READING — Pennsylvania Game Commission officials Thursday announced that in recent weeks the Southeast Region office dispatch center has received dozens of reports of dead deer in northern Chester and southern Berks counties.


Game wardens have been busy confirming the reports and taking viable samples of the deceased deer to submit for laboratory testing.

“We are aware of a significant deer mortality event in northern Chester and southern Berks counties and have submitted numerous samples to the Southeastern Cooperative Wildlife Disease Study (SCWDS) laboratory in Georgia to determine the cause,” said Southeast Region Director, Bruce Metz, in a news release.

Localized deer mortality events such as this have occurred in years past and were determined to be caused by epizootic hemorrhagic disease (EHD). Although EHD is suspected to have caused the deaths of the deer examined, the Game Commission has not received confirmation the deer mortality in Chester and Berks counties is a result of an EHD outbreak.

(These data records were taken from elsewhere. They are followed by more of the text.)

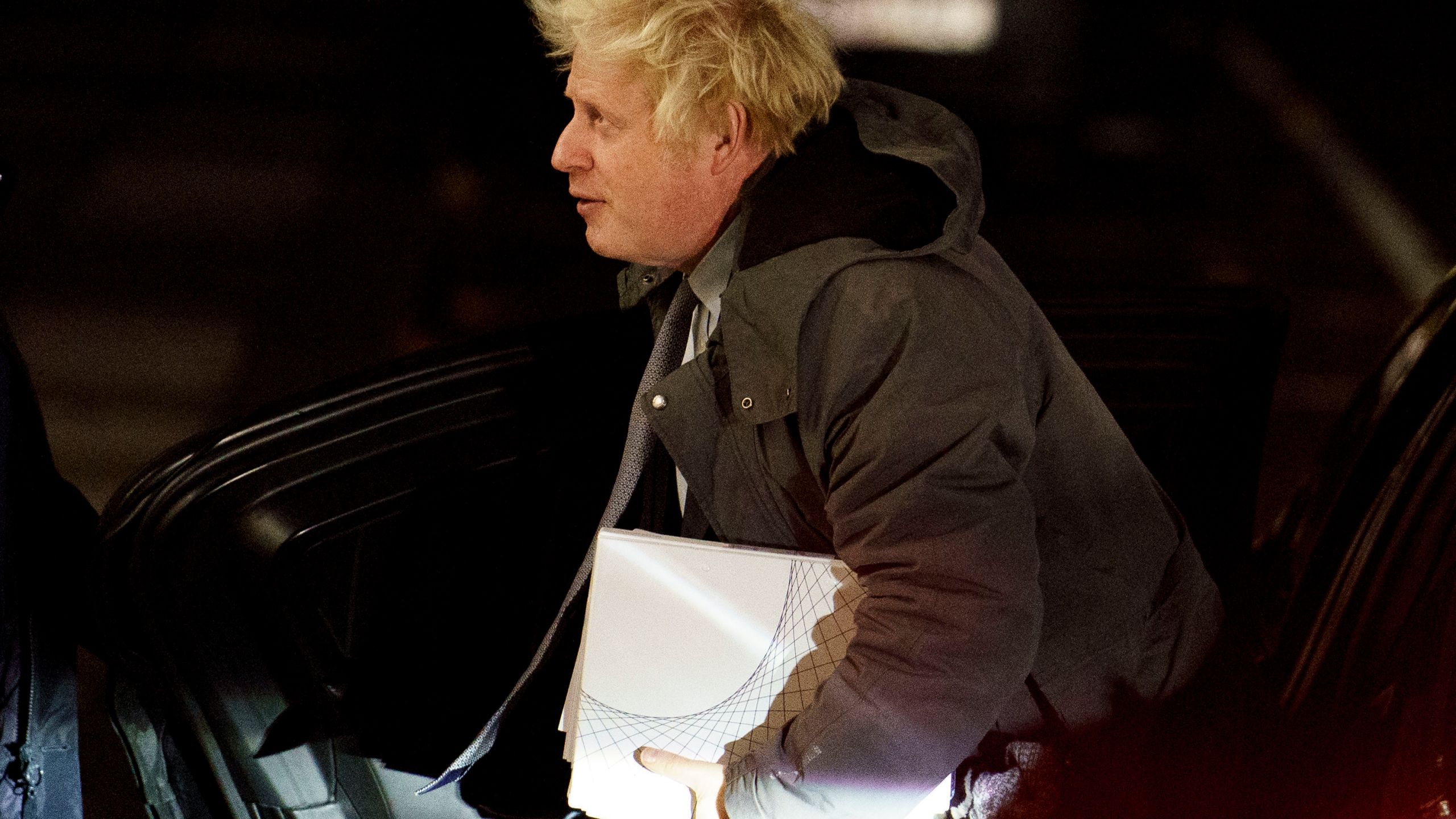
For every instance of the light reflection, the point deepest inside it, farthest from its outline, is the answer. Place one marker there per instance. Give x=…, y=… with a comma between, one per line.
x=945, y=27
x=701, y=598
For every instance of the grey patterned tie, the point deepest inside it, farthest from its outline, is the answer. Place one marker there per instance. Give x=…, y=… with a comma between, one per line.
x=667, y=354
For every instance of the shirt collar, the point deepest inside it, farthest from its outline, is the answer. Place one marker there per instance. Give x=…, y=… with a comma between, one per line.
x=710, y=279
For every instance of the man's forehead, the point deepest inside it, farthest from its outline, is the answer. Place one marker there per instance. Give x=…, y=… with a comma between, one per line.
x=594, y=78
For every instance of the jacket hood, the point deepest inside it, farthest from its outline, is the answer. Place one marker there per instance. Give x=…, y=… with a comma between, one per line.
x=892, y=175
x=887, y=167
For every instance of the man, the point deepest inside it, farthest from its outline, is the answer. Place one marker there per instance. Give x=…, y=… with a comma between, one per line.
x=864, y=377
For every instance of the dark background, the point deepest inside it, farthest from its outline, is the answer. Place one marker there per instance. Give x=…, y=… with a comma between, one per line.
x=223, y=201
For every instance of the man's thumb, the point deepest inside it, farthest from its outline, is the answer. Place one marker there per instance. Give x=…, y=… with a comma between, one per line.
x=677, y=768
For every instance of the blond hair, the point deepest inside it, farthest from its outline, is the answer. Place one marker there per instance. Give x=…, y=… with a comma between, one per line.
x=698, y=56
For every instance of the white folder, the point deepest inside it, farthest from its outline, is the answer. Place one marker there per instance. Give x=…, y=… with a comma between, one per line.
x=700, y=649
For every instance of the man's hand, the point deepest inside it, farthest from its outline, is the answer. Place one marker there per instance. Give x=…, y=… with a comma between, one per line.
x=704, y=779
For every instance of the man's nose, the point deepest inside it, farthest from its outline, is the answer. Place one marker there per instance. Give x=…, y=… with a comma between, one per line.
x=570, y=155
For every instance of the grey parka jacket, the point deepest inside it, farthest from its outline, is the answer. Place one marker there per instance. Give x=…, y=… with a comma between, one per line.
x=883, y=388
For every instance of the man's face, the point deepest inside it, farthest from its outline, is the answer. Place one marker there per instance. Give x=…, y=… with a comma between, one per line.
x=643, y=201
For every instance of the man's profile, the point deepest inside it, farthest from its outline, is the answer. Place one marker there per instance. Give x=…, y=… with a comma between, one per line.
x=864, y=377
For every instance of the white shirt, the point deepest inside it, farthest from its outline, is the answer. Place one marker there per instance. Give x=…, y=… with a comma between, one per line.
x=708, y=280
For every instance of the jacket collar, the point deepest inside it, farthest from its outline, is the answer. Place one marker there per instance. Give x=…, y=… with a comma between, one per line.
x=766, y=304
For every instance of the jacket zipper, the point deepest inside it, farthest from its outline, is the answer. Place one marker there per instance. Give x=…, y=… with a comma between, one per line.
x=25, y=773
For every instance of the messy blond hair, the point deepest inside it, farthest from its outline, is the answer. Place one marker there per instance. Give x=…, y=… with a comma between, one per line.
x=698, y=56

EHD is an often-fatal disease caused by a virus affecting white-tailed deer populations in the United States and is contracted through the bite of insects called "biting midges." In more northern states, such as Pennsylvania, EHD occurs less often and affected deer are less likely to mount an effective immune response. The virus usually kills the deer within five to 10 days. It is not spread from deer to deer by contact. While EHD is not infectious to humans, deer displaying severe symptoms of EHD are usually not suitable for consumption because of the rapid deterioration of the meat and secondary bacterial infection.

As a routine precaution, all hunters are encouraged to wear rubber or latex gloves when handling or field-dressing any animal, and wash their hands and tools thoroughly after field dressing

The Game Commission is encouraging residents of to call the Southeast Region office in Reading at 610-926-3136 to report dead, sick or injured deer.